Pese embora a insistência de alguns empresários para que a sua mãe ficasse em Portugal, ela escolheu regressar à Boa Vista. Pouco depois parte para a Guiné.

Por causa da letra de “Maria Barba” - a morna mais antiga que faz uma referência a Lisboa e a primeira que foi gravada na sua versão integral e a duas vozes (Luís de Matos e Maria Alice) no CD “Lisboa nos Cantares Cabo-verdianos” - não resisti a uma provocação: “Oh Clarisse! Quantas paixões silenciosas, por diversos motivos, não existiram?!”. Mas Clarisse foi convicta: “Não! Ele [, o tenente Serra,]  era casado com a Victória! Essa era a sua paixão!” e sorriu. 

É seguramente uma Morna de despedida e saudade de alguém muito estimado, mas que tem uma postura típica do período colonial em que Lisboa, a cidade que Hans Christian Andersen já em 1866 considerava “luminosa e bela”. Era o "Eldorado", de onde se esperava que viesse a salvação de todos os males do arquipélago.

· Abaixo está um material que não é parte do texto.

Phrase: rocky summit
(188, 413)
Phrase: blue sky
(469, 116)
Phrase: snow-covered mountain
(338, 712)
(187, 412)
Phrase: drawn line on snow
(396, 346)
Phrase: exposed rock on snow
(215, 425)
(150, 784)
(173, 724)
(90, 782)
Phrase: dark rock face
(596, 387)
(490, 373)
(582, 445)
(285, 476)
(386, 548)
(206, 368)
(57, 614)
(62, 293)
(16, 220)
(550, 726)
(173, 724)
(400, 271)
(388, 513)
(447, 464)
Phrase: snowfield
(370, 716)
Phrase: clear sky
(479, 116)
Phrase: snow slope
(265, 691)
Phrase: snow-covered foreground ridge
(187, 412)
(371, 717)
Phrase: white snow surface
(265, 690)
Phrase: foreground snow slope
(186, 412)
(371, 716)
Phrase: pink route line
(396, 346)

Clarisse Pinheiro desmistifica a minha ilusão doce e diz-me que Maria Barba quer satisfazer o pedido do Tenente Serra em cantar mais nessa festa de despedida. Contudo tem uma tarefa a cumprir: ”Tinha que ir fazer uma matança de gafanhotos”, uma praga que afectava as culturas e que obrigava a que cada família cedesse uma pessoa para o fazer. Como o pai já tinha falecido e a mãe era “fraca”,  ela era a representante da família.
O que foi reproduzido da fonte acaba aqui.